After violating his own three-day-old threat to end his daily briefings, Trump was back in the Rose Garden Monday introducing a parade of CEOs to boast about their companies’ great contribution to fighting the coronavirus. Except for a fleeting comment about the victims, none of the real heroes - the ones fighting, healing and dying on the front lines - were there or at any of his briefings.
Unlike the doctors, nurses, techs and hospital workers, those invited to the White House to praise the president on live TV can be expected to be generous campaign contributors.
After all, Trump’s number-one priority is getting reelected, and to do that he feels he must “liberate” the economy and the people quarantined.  The numbers that worry him the most are the Dow Jones averages, not the death toll, which just passed 60,000. In fact, he is boasting that it is “only” 60,000, and he takes credit for keeping it below the 2.2 million he says was predicted if he had totally ignored the crisis, as he initially tried.
The Washington Post, citing unnamed US officials, reported this week that Trump was warned of the threat in early January in his highly classified President’s Daily Brief from the intelligence agencies, however, he “routinely skips reading” them and has shown “little patience for even the oral summary.”

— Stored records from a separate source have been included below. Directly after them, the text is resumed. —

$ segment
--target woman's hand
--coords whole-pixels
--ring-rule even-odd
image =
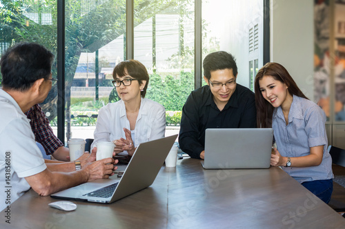
[[[284,157],[279,154],[276,148],[273,148],[274,152],[270,155],[270,165],[272,166],[282,166],[284,164]]]
[[[121,139],[117,139],[114,141],[114,144],[115,144],[115,147],[114,148],[114,153],[112,156],[115,156],[116,155],[124,152],[124,146],[126,146],[126,143]]]

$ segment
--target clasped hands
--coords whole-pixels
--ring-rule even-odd
[[[272,166],[285,166],[284,157],[282,157],[276,148],[273,148],[272,150],[270,165]]]
[[[126,139],[121,138],[114,141],[114,144],[115,144],[114,152],[116,155],[126,150],[128,152],[128,155],[132,156],[135,151],[135,148],[134,147],[133,141],[132,140],[130,130],[127,128],[124,128],[124,131],[125,132]]]

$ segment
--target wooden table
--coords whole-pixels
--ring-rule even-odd
[[[63,212],[48,206],[55,201],[30,190],[0,228],[345,228],[342,217],[279,168],[205,170],[189,158],[110,204],[74,201],[77,210]]]

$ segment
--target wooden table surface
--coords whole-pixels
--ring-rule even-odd
[[[345,228],[342,217],[279,168],[205,170],[199,161],[163,166],[150,187],[110,204],[73,201],[72,212],[30,190],[0,228]]]

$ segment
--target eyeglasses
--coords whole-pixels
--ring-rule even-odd
[[[124,80],[113,80],[112,82],[112,84],[114,85],[114,87],[119,87],[121,86],[121,83],[123,83],[124,86],[130,86],[130,84],[132,84],[132,81],[133,80],[139,80],[138,79],[133,79],[133,78],[128,78],[128,79],[125,79]]]
[[[50,78],[50,79],[49,79],[49,80],[51,80],[52,81],[57,81],[57,79],[56,79],[56,78]]]
[[[219,89],[223,86],[223,85],[225,85],[226,87],[230,88],[233,86],[236,83],[236,80],[232,80],[230,81],[226,82],[225,83],[212,83],[210,80],[208,80],[208,82],[210,82],[210,84],[215,88],[216,89]]]

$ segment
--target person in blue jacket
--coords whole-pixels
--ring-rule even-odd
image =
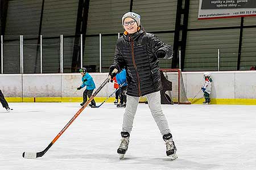
[[[93,90],[95,88],[95,84],[93,82],[92,77],[87,73],[87,69],[85,67],[81,68],[79,70],[79,72],[81,73],[82,75],[82,84],[79,87],[77,87],[77,90],[81,90],[85,86],[86,86],[85,90],[84,91],[82,97],[84,101],[80,104],[81,105],[83,105],[85,102],[87,101],[87,96],[90,97],[93,92]],[[94,99],[93,99],[89,104],[91,108],[96,108],[96,103],[95,103]]]
[[[127,85],[126,70],[125,69],[123,69],[120,73],[117,74],[115,78],[119,87],[119,97],[120,99],[120,103],[117,105],[117,107],[125,108],[126,107],[126,90]]]

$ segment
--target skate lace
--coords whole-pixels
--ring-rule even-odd
[[[129,138],[122,138],[121,139],[121,143],[119,148],[126,150],[128,148],[129,144]]]
[[[174,144],[172,140],[170,139],[166,141],[166,150],[169,151],[171,150],[174,150]]]

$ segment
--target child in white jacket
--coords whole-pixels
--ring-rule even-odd
[[[203,104],[209,104],[210,102],[210,94],[212,90],[212,79],[210,78],[210,74],[208,72],[206,72],[204,74],[204,78],[205,80],[204,84],[201,89],[204,93],[204,97],[205,101],[204,101]]]

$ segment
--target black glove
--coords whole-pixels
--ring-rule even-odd
[[[148,37],[148,36],[147,35],[143,36],[142,39],[141,40],[141,45],[147,45],[148,44],[149,42],[150,42],[150,38]]]
[[[109,67],[109,75],[110,75],[111,76],[111,79],[113,79],[115,75],[117,75],[117,73],[113,73],[113,71],[114,71],[114,69],[117,69],[118,70],[117,67],[114,65],[112,65]]]
[[[156,57],[159,58],[163,58],[166,57],[166,52],[162,50],[158,50],[156,52]]]

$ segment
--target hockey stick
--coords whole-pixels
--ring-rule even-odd
[[[84,84],[84,83],[82,83],[82,84],[80,84],[80,86],[79,86],[79,87],[81,87],[81,86],[82,86],[82,84]],[[78,90],[76,89],[76,91],[74,92],[74,94],[76,94],[76,92],[77,92],[77,91],[78,91]]]
[[[117,73],[118,70],[114,69],[113,73]],[[94,93],[90,96],[89,100],[81,107],[81,108],[76,112],[76,114],[69,120],[69,121],[66,124],[66,125],[62,129],[62,130],[59,133],[59,134],[55,137],[55,138],[51,142],[50,144],[42,151],[39,152],[24,152],[22,154],[22,156],[24,158],[27,159],[35,159],[38,157],[43,156],[44,154],[50,148],[50,147],[55,143],[55,142],[59,139],[59,138],[64,133],[64,132],[68,129],[70,125],[75,121],[75,120],[79,116],[79,115],[82,112],[82,111],[86,108],[86,107],[90,103],[90,102],[93,99],[93,98],[97,95],[97,94],[103,88],[105,85],[109,82],[111,78],[111,76],[109,75],[105,81],[100,86],[100,87],[96,90]]]
[[[100,107],[101,105],[102,105],[106,101],[107,101],[109,98],[110,98],[110,97],[112,96],[112,95],[114,95],[114,94],[115,93],[115,92],[116,92],[118,90],[118,89],[119,89],[120,88],[121,88],[122,87],[123,87],[123,84],[125,84],[125,82],[123,83],[123,84],[122,84],[118,88],[117,88],[113,93],[111,94],[110,95],[109,95],[109,96],[108,96],[106,99],[105,99],[105,100],[103,101],[103,102],[101,103],[101,104],[100,104],[99,105],[96,106],[96,108],[98,108],[99,107]]]

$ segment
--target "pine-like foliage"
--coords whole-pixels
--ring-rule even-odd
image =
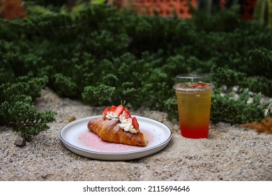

Despite these warnings, Trump was still insisting at the end of February and into March that the number of cases would soon be “close to zero” and “it’s like a miracle, it will disappear.”
Trump is anxious to “liberate” the economy and get back to some semblance of normal, like everyone else, but his top scientists, like Dr. Deborah Birx and Dr. Anthony Fauci, are cautioning patience and telling him what he doesn’t want to hear, namely that social distancing must continue through the summer, and that there could be a second and possibly more deadly wave of the virus this fall.
Dr. Trump has a solution. He is giving responsibility for fighting the virus to the governors so if anything goes wrong, he will make sure voters know who to blame, and if things go well, he will rush in to take full credit. It’s pure Trump.
“I take no responsibility.”  I just blew millions of your tax dollars so I could take credit for the checks you just received to help pay for groceries and rent. I am the greatest.